Half of people don’t go to stores to buy.
Half or more of people will bounce from your website.
Why?
Put it together.
Not Every Visitor is Ready to Convert
I’ve had this said to me more times than I can count in meetings. You probably have, too.
Say it with me.
“Every page should have a form.”
They pop up at certain scroll depths. They live in the footer. They’re put into the sidebar design of every page template.
“Want to learn more/get more/buy now? Fill out this form.”
I’m sorry, that’s bullshit.
Actually I’m not sorry.
At all.
Prospects come to your website from all over the Internet. They come from links from other sites, from Google, from social posts and emails and paid advertising. And in many cases, you can assume from the source some of the intent of the consumer. You can try and read their minds.
Sometimes they are ready to buy. You get this often with search ads, because you’ve chosen solution-aware or product-aware search terms.
Often they’re not. Sometimes they’re looking for solutions to their problems. You get this traffic from organic search results, often.
Sometimes they landed on your site for no reason other than the content of the page they landed on. This traffic comes from links from other websites or sometimes organic search.
The point here is that only one of those scenarios is a ready-to-buy consumer.
But by all means, let’s ask everyone to fill out an 18-field lead capture form so we know everything about them.
Because they’re all ready for that.
Your Business Goal is Not Why the Internet Exists
Most of you know where I’m going with this.
Content marketing is a thing that is real.
Remarketing is a thing that is real.
Lead nurturing is a thing that is real.
Funnels are things that are real.
Learn to live Joanna Wiebe’s rule of one.
Prospects exist in various stages of awareness. They visit your site for different reasons. They may visit once or many times. They may have lots of questions that need to be answered, or doubts that need to be assuaged.
Some will be ready to buy.
Most won’t.
That doesn’t mean you can’t do all you can to capture them as leads. What it does mean is that you should do so from an awareness of their likely state, and what activity you’re likely to get from them.
Your first goal should be to deliver value, as that consumer defines it.
Product- or most-aware prospects? To them value is the best deal. They’re already decided; they just want what’s best.

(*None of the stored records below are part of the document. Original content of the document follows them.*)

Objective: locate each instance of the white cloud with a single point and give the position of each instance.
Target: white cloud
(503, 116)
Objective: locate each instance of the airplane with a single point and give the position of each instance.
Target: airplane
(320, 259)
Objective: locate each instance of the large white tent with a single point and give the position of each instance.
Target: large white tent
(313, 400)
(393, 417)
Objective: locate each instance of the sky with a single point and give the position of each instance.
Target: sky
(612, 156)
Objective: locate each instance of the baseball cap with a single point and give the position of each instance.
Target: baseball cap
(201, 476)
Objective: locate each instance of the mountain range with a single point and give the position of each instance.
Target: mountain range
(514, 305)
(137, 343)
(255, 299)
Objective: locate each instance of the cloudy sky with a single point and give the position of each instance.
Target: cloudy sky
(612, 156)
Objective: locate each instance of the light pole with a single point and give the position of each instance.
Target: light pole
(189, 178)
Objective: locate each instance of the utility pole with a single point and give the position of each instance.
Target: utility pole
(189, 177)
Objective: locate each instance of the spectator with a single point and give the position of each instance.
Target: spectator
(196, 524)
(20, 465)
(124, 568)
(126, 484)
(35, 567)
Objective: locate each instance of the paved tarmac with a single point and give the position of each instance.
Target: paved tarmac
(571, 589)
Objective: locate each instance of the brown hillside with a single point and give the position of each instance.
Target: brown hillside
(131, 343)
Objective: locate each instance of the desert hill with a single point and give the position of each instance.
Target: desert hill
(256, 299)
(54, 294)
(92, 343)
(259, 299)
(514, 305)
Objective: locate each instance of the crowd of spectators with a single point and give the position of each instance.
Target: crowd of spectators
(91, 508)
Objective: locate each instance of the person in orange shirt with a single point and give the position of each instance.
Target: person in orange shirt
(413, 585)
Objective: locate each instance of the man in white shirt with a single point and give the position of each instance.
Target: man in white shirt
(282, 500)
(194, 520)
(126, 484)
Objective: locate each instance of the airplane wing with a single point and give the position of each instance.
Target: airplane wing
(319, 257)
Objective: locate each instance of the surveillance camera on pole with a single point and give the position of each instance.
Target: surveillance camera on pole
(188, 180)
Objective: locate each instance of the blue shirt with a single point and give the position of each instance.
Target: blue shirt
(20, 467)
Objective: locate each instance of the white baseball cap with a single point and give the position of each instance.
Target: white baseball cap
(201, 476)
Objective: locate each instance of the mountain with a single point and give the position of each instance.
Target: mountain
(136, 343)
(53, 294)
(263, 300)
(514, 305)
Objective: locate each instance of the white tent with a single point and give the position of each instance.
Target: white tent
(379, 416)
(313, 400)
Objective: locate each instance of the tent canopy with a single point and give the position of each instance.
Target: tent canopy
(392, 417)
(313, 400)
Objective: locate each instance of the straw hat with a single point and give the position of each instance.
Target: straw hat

Problem- or -solution aware prospects? Value to them is information. They’re just realizing they have a pain to solve. Often what you can offer them at this stage is not the service you sell that ultimately solves that pain, but rather just the certainty that the pain in itself can be solved.
Earn the trust of that first dopamine burst of relief.
Earn the unconscious brand authority you earn by relieving that first pain of any new pain: the pain of uncertainty.
Then nuture.
Lure them back with tiered and targeted remarketing. Usher them up along the stages of awareness until they’re ready to make a buying decision. Then hit them with the lead form or the sales call.
Qualify them first. Your lead quality will improve.
Make the small ask first. Don’t go for full lead conversion on middle-awareness prospects. Ask for their email.
Move your nurture efforts out of remarketing and into email.
Use your marketing automation platforms to begin teaching those prospects to appreciate a one-to-one relationship with you. Segment them based on their actions within emails and on your website.
Let them qualify themselves for that sales call.
(And, yes, chorus, we all know inbound marketing is a thing, so shut up.)
If they were ever going to become your leads, they will at the end of this.
More importantly, if you were going to be the best choice for then to solve their pain, you will be even more so at the end.
Pain doesn’t just go away. If your prospects want it solved they’ll have to choose some solution. In their shoes which would you pick?
Option A, the brand that took the time to earn your trust? That rewarded your interest with value. That taught you, through communication, that they value you as an individual consumer? That they pay attention?
Or Option B, the brand that asked for your credit card on first visit?